I was ok with being pushed out of my comfort zone and safe box because I needed a change in scenery. My creativity was dying in my apartment, and I needed something new, but I’m not sure international travel ALONE was the way to go. I, however, packed my suitcase, made sure I had my passport and called Uber and off to the airport I went, leaving my cozy little box behind.

After a missed connection in Atlanta, hours and hours at the Atlanta airport, I was finally in the hotel room, and I realized Canada is a strange place for an American. It feels familiar, but slightly “off.” I felt like I was in a bit of a twilight zone episode.

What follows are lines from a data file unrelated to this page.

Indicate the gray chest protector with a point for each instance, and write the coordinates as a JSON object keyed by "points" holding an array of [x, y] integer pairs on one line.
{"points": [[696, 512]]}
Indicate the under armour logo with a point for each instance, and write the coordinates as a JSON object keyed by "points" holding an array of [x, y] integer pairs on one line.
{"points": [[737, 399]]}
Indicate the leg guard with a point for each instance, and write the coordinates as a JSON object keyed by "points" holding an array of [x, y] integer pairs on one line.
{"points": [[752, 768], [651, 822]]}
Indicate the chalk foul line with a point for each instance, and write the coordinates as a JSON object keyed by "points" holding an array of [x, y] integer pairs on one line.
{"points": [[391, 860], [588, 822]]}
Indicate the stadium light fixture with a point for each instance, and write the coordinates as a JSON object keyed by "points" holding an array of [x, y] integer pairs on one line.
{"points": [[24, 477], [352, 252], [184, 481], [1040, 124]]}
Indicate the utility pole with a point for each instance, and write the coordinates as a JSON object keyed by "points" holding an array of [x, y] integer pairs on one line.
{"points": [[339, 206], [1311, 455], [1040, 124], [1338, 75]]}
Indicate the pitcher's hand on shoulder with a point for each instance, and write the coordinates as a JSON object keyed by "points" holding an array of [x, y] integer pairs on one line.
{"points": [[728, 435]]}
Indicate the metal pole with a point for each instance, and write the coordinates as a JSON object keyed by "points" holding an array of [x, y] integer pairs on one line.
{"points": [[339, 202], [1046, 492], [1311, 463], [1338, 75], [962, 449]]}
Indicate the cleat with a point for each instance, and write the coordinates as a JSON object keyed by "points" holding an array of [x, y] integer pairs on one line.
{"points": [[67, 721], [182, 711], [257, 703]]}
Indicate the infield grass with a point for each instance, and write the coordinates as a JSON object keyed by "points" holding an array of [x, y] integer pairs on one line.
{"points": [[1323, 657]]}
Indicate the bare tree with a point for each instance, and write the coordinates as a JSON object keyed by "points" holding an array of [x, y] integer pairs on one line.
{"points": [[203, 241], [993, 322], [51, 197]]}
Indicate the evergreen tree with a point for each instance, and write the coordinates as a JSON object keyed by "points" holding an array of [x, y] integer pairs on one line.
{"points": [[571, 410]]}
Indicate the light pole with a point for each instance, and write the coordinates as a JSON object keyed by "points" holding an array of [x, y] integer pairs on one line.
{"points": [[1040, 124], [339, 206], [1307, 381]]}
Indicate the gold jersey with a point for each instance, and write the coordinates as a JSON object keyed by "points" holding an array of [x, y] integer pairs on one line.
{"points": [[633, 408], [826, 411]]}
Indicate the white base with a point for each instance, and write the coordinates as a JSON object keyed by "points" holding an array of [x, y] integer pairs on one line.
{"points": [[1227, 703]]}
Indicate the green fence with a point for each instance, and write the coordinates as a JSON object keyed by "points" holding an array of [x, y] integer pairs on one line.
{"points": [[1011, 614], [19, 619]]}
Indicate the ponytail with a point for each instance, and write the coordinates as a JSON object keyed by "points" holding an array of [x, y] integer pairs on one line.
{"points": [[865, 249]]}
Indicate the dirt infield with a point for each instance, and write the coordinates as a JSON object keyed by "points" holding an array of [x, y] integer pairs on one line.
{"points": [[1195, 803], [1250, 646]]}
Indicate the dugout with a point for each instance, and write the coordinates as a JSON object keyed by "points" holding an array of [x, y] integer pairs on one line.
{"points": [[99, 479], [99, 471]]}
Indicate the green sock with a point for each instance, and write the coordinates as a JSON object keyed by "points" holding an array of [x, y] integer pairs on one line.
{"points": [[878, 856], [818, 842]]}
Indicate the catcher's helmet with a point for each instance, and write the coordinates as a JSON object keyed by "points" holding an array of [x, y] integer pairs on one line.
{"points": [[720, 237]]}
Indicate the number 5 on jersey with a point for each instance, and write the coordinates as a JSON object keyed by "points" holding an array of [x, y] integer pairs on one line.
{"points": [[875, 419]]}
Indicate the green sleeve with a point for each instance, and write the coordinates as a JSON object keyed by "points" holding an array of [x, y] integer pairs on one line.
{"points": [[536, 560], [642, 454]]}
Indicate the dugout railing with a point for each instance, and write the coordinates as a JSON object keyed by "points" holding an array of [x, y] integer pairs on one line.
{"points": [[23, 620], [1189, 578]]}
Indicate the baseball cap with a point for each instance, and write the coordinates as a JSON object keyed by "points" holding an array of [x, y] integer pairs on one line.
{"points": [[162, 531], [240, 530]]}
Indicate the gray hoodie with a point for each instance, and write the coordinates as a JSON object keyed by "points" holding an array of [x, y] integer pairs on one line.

First things first, their flag, as you all should be aware, it’s just a big red maple leaf. It feels more like a sports flag than a flag for an entire country. I asked a Canadian what the story was with his flag, and he couldn’t really answer me and kind of laughed when I said, is it because you just have a lot of Maple trees? Then defensively he said, well, what’s up with your flag? When I could explain to him the meaning of the stars and stripes his response was just, “hmm.” So I looked it up, and it seems there is no real reason for the Maple leaf on their flag. All I could really find was the number of points of the actual Maple Leaf tested the best in wind tunnels at high winds to produce the least blurry vision of the flag.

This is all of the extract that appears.